| This is what quadsort's README stated in early 2021: "Since the parity merge can be unrolled it's very suitable for branchless optimizations to speed up the sorting of random data. Another advantage is that two separate memory regions can be accessed in the same loop with no additional overhead. This makes the routine up to 2.5 times faster on random data." I described what made it fast and it was obvious there was general applicability. If I understanding your reasoning correctly, because you took inspiration from my more advanced unguarded two directional merge, you feel like a guarded two directional merge is some new novel discovery. This is a very contentious line of reasoning. Subsequently you then proceed to give me zero credit for branchless merging in your Youtube presentation, instead referencing a branchless merge that gave a 10-20% speed-up instead of quadsort's 150% speed-up. You also claimed in the presentation there were no bidirectional branchless algorithms written to date, this is simply not true. This does upset me. It would be a simple matter, and the right thing, to point out that quadsort introduced bidirectional branchless merging. As for your work to increase the memory regions from 2 to 4. This is easily conceived, but indeed quite challenging to actually implement. |
> I described what made it fast
I still partially disagree. Memory-level parallelism is one aspect but I think instruction-level parallelism and hiding data dependencies from iteration to iteration are the bigger factors. That's mainly what I chose to fully exploit in glidesort by actively splitting merges into smaller merges, and implementing bidirectional quicksort. That was the main takeaway from my glidesort talk.
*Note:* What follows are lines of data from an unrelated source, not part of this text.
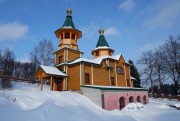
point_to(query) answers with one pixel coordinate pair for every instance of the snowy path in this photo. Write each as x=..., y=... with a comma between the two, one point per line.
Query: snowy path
x=32, y=105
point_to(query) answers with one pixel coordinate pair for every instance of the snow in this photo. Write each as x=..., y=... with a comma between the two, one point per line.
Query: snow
x=113, y=87
x=102, y=47
x=52, y=70
x=96, y=60
x=25, y=102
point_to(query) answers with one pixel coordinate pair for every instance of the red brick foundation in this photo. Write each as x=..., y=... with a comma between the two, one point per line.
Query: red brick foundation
x=155, y=95
x=169, y=97
x=178, y=97
x=162, y=96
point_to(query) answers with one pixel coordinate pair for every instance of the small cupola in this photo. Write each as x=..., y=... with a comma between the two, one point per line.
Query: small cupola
x=102, y=47
x=68, y=34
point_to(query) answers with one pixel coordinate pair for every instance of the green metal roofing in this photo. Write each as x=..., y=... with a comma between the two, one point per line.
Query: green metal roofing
x=102, y=41
x=107, y=88
x=68, y=22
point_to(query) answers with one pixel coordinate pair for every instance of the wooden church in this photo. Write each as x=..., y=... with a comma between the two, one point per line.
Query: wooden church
x=71, y=71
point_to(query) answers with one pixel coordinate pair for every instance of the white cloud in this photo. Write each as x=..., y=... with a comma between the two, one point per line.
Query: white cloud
x=12, y=31
x=111, y=31
x=90, y=30
x=127, y=5
x=165, y=16
x=148, y=47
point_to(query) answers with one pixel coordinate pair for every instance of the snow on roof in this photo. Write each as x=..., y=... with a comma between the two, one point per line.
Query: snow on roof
x=69, y=27
x=102, y=47
x=113, y=87
x=133, y=78
x=52, y=70
x=69, y=48
x=96, y=60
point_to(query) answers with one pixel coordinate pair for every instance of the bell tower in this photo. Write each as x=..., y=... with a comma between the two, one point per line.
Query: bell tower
x=68, y=34
x=102, y=47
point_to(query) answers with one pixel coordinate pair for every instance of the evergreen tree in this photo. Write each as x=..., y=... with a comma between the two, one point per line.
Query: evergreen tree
x=135, y=74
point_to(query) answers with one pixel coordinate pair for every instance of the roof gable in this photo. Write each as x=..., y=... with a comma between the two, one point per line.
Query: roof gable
x=102, y=42
x=68, y=23
x=52, y=70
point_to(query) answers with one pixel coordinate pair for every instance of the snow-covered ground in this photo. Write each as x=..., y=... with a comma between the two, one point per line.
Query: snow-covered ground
x=26, y=103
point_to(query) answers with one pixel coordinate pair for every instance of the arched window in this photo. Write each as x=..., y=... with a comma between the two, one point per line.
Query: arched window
x=67, y=35
x=144, y=99
x=121, y=103
x=119, y=70
x=139, y=99
x=130, y=99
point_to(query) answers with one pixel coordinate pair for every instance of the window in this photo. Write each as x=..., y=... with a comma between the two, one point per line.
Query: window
x=122, y=102
x=60, y=59
x=97, y=53
x=131, y=99
x=119, y=70
x=139, y=99
x=128, y=84
x=87, y=78
x=62, y=36
x=144, y=100
x=67, y=35
x=112, y=81
x=110, y=53
x=73, y=36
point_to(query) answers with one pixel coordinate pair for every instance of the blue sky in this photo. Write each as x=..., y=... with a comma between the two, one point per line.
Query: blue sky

> and it was obvious there was general applicability. If I understanding your reasoning correctly, because you took inspiration from my more advanced unguarded two directional merge, you feel like a guarded two directional merge is some new novel discovery.
The novelty is pointing out that also the hiding of data dependencies and instruction-level parallelism is making it fast, and to then go on and exploit this to the maximum. E.g. if I turn off the merge splitting in glidesort (reducing the amount of parallel merges) performance degrades 17.5% on my machine.
Your README explicitly called them parity merges, and that the arrays have to be of equal length. You might find the extension to unbalanced merges and using it for all merges instead of only the smallsort obvious, I disagree. If it is obvious... why didn't you do it? Correct me if I'm wrong but I was under the impression quadsort only uses the bidirectional merges for the small base case where arrays have statically known (equal) sizes.
> Subsequently you then proceed to give me zero credit for branchless merging in your Youtube presentation, instead referencing a branchless merge that gave a 10-20% speed-up instead of quadsort's 150% speed-up.
Because I was already aware of it, from the earlier work. That they implemented it poorly is besides the point. You and I both know that a bad implementation of a good idea in sorting can easily destroy all performance gains.
The part that was novel to me from your work on quadsort was eliminating the bounds check on perfectly balanced merges and the original idea of merging from both ends. That I credit you for.
> You also claimed in the presentation there were no bidirectional branchless algorithms written to date, this is simply not true. > > This does upset me. It would be a simple matter, and the right thing, to point out that quadsort introduced bidirectional branchless merging.
I don't think I claimed that. And I have modified the slides now to explicitly mention quadsort on the slide for bidirectional merging.